The International Surface Temperature Initiative seeks to create a consolidated global land surface temperatures databank as an open and freely available resource to climate scientists.
To achieve this goal, climate datasets, known as “decks”, are gathered from participating organisations and merged into a combined dataset using a scientifically peer reviewed method which assesses the data records for inclusion against a variety of criteria.
Given the need for openness and transparency in creating the databank, it is essential that the provenance of the source data is clear. Original source data, particularly for records captured prior to the mid-twentieth century, may be in hard-copy form. In order to incorporate the widest possible scope of source data, the International Surface Temperature Initiative is supported by data rescue activities to digitise hard copy records.

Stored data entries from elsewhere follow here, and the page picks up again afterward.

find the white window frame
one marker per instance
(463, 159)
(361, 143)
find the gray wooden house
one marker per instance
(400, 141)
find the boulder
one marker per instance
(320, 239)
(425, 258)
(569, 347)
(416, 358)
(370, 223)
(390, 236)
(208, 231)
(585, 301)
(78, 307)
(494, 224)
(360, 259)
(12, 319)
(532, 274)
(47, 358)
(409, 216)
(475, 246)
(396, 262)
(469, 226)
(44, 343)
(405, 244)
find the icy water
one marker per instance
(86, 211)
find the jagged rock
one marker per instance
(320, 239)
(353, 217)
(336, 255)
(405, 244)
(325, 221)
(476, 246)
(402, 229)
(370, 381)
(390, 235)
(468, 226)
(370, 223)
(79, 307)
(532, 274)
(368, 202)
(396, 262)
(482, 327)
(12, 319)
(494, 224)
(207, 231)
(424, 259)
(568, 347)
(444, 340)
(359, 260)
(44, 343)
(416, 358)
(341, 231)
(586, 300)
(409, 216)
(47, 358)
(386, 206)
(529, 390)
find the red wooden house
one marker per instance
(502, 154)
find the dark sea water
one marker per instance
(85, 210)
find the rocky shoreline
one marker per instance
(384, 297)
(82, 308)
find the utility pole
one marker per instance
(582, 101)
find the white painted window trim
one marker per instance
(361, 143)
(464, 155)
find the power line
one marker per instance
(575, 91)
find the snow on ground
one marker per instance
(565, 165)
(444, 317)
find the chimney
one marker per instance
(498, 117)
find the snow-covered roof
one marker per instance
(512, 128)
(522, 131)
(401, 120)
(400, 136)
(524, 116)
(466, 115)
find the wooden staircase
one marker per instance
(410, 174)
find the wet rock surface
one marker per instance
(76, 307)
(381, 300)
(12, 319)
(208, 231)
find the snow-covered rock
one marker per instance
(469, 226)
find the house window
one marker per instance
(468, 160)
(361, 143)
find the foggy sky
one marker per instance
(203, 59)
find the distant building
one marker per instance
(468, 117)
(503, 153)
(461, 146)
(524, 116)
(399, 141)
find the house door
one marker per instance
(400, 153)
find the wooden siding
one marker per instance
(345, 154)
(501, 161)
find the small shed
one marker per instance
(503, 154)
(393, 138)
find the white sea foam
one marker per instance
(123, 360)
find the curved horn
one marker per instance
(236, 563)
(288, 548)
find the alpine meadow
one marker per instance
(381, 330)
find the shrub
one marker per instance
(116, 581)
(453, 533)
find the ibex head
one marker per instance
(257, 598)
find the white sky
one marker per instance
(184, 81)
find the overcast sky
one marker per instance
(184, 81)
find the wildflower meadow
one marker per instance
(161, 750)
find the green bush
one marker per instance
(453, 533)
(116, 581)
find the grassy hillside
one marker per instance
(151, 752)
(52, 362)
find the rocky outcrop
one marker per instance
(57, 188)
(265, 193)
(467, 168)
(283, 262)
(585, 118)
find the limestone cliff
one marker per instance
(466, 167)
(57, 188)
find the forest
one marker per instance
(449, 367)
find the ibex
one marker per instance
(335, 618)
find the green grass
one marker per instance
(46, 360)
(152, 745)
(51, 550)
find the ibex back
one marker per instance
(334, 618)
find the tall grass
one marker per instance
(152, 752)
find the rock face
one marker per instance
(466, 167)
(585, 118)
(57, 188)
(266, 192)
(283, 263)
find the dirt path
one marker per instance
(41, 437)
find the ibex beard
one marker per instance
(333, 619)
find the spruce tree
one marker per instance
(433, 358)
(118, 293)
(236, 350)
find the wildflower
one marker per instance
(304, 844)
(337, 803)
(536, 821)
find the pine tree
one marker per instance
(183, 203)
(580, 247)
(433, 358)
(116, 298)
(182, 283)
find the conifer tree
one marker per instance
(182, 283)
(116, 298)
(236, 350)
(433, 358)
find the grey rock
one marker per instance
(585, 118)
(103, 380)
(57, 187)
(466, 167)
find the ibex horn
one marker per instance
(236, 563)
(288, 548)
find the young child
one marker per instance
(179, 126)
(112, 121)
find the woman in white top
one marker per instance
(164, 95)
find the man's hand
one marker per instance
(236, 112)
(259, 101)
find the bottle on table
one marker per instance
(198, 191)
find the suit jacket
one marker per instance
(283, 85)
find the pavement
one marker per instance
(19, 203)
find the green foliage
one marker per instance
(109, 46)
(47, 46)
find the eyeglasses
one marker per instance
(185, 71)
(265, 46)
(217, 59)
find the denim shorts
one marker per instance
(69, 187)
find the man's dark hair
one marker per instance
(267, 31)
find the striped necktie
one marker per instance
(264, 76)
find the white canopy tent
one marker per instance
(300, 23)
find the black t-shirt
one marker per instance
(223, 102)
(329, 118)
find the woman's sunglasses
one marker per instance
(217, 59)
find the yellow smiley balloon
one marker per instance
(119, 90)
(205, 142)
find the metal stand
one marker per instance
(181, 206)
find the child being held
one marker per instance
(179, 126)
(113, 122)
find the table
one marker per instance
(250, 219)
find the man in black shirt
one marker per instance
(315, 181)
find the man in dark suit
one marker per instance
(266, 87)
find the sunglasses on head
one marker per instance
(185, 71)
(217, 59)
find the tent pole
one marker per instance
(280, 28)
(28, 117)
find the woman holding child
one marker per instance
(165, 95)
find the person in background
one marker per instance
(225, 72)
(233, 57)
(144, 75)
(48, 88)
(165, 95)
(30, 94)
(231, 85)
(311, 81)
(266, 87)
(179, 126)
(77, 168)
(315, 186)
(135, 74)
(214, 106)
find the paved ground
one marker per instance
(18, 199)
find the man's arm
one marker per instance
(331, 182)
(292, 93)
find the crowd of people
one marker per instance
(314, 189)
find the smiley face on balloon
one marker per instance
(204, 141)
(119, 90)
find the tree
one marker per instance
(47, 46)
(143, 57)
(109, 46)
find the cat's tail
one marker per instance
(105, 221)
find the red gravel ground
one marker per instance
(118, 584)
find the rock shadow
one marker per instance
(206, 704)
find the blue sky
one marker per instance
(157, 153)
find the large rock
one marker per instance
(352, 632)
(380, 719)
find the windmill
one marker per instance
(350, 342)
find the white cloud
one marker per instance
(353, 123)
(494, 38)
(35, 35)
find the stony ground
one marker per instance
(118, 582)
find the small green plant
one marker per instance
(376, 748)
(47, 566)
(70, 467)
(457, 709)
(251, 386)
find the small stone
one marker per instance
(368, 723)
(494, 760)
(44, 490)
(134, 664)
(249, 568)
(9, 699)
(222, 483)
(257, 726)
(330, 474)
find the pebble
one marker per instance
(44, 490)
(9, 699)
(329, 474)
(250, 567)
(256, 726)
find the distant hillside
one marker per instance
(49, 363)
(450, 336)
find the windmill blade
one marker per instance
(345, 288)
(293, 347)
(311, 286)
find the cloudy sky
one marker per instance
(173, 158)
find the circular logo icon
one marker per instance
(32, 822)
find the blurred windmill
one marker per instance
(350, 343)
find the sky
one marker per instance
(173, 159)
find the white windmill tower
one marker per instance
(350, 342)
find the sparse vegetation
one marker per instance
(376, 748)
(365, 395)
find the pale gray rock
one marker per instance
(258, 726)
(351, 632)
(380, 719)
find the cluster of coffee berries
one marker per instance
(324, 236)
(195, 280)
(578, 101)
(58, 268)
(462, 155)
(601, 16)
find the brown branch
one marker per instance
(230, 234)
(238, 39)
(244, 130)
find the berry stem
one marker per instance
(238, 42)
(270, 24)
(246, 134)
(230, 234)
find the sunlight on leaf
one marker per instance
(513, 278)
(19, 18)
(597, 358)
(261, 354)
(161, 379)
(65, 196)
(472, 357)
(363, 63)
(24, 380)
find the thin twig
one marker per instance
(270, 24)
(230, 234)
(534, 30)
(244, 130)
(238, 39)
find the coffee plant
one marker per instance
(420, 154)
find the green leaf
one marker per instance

The data is, where possible, published in the following four stages:
- Stage 0: raw digital image of hard copy records or information as to hard copy location
- Stage 1: data in native format provided
- Stage 2: data converted into a common format and with provenance and version control information appended
- Stage 3: merged collation of stage 2 data within a single consolidated dataset
The Stage 1 data is typically provided in tabular form - the most common variant is white-space delimited ASCII files. Each data deck comprises multiple files which are packaged as a compressed tar ball (.tar.gz). Included within the compressed tar ball package, and provided alongside, is a read-me file providing unstructured supplementary information. Summary information is often embedded at the top of each file.
For example, see the Ugandan Stage 1 data deck and associated readme file.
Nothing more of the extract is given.